I wrote about these community TV services and the issue in general in a recent story for the Montreal Gazette. But I collected far more information than I could cram into that article, so here are some additional things I’ve learned.
MAtv (Videotron Channel 9/609)
Those of you following the MAtv saga might remember that it had planned to launch a separate English channel, and Videotron asked the CRTC to double the money it could deduct from its required payments for Canadian programming and redirect to community television. The CRTC said OK to the second channel, but no to the additional money (even though it said yes to a similar request from Bell). So Videotron decided to just add English programming to MAtv.
In September, it launched that programming: Five shows, of which two are English versions of MAtv-produced French shows (Montreal Billboard, hosted by former Global anchor Richard Dagenais, consists of interviews with people from local organizations, and is a French version of Montréalité; and City Life, hosted by former CJAD staffer Tina Tenneriello, is a current affairs show modelled after Mise à jour).
Of the other three shows, two are actually from the same group, though that fact is disguised a bit in the promotional material. There’s Living 2 Gether, a series hosted by Vahid Vidah that lets amateur filmmakers explore the social fabric of the city, and StartLine, hosted (kinda) by Henri Pardo, that profiles small businesses. StartLine was submitted by Gregory Vidah, Vahid’s brother.
To understand how they got involved in this, you have to learn about a guy I didn’t have room to talk about in the Gazette article: Ely Bonder.

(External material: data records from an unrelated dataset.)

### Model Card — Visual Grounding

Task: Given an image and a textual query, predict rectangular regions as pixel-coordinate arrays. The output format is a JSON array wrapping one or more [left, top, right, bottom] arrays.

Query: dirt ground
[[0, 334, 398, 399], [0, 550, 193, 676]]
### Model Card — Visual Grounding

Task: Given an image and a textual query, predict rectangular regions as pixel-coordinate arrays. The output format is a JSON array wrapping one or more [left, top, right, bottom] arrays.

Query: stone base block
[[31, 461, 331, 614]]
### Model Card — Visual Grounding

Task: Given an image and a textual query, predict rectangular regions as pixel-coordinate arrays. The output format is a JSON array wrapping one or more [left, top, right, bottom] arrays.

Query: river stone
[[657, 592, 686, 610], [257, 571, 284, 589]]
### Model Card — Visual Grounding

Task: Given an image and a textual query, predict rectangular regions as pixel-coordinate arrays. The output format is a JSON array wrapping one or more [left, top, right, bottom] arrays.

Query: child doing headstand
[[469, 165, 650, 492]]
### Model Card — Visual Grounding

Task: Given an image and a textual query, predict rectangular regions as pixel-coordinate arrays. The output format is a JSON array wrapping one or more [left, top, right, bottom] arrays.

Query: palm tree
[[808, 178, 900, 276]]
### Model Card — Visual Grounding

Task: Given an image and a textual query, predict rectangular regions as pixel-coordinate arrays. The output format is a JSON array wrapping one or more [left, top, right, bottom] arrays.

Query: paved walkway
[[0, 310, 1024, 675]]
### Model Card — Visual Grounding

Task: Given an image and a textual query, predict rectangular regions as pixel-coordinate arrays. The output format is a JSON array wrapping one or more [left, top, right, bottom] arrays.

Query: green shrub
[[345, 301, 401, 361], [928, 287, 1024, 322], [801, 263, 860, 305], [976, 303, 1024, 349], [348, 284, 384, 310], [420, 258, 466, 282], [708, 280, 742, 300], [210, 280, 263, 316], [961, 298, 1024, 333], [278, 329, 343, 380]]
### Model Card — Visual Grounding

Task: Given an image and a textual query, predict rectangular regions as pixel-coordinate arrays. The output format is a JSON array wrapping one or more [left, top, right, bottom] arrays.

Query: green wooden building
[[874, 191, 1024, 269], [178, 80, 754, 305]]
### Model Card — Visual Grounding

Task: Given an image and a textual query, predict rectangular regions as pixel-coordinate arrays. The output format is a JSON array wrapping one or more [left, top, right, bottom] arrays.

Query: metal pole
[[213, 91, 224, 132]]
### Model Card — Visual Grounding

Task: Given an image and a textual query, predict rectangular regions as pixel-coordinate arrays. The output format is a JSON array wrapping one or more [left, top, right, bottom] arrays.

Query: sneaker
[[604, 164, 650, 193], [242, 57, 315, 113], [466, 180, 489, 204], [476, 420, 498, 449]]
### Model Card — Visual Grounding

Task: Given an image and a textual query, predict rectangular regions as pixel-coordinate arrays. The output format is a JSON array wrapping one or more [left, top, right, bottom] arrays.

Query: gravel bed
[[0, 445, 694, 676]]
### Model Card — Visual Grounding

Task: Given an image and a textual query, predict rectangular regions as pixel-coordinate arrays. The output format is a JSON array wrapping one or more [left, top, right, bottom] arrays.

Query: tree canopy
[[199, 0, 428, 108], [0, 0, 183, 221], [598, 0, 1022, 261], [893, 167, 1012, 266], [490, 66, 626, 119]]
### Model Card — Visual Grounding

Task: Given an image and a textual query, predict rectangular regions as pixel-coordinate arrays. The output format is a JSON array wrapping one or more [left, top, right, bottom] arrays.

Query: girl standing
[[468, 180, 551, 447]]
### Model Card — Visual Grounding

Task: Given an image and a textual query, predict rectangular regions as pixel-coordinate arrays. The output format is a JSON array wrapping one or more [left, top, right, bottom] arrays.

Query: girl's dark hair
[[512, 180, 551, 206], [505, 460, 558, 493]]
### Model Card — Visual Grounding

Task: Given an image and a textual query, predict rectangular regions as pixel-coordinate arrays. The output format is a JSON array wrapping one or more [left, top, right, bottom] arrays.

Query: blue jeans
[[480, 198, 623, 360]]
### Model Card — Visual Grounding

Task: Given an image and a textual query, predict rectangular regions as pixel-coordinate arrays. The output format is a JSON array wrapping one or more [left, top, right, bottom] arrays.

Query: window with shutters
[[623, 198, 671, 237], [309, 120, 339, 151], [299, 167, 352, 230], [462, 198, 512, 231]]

Bonder worked at CFCF-12/CTV Montreal for 35 years as a video editor until he retired in January. But he’s had projects on the side for most of that time. In 1984, he was part of a group headed by Roger Price that proposed a youth-oriented television channel to the CRTC. It was later withdrawn because of a lack of funding, the CRTC decision says. In 1987, the commission would finally give a licence to a new specialty programming service called YTV.
Bonder went on to create an organization called Youth eMage Jeunesse, which helped young people, particularly those who are disadvantaged, get access to video equipment to create their own productions. It was one of several organizations to get financial benefits — $200,000 — from the transaction that saw Quebecor buy TVA in 2001.
Fast-forward to last year, and Bonder is at an event called Je vois MTL, which is designed to get people involved in proposing and launching innovative projects that make Montreal a better city. “There I met Vahid, who was coming up with a concept of empowering artists,” he said. “We put our heads together and talked.”
This is where I appear in the story. They came across articles I’d written about Videotron’s MYtv project. “Lo and behold the opportunity fell from the sky to do TV,” he said. They met with MAtv people, and “they suggested that we pitch a couple of shows.”
They came prepared, more so than MAtv anticipated. With the help of Collective Community Services, they reached out to volunteers, and got so many people interested they had to turn many of them away.
“You could tell there was a real sense of community that needed to be fulfilled,” Bonder said.
“We walked into the office of the general manager of MAtv and we wowed them,” Vidah explained. “They ate us like cupcakes.”
As a result, this group has two shows on the air, with a third slated for winter.
“I’m not a TV producer, I’m a musician and a social activist,” Vidah says. “I see myself as a social aggregator.”
Vidah, the son of an African father and French-Canadian mother, has a kind of hippie look at society, but that isn’t in any way insincere.
“We have so much things in common, that it’s kind of useless for us to focus on differences,” he says.
Bonder was so impressed by Vidah that he decided to give him the company. “I felt that he should actually own the entity that he was working for for free,” he said. “I got my freedom and he got the company.”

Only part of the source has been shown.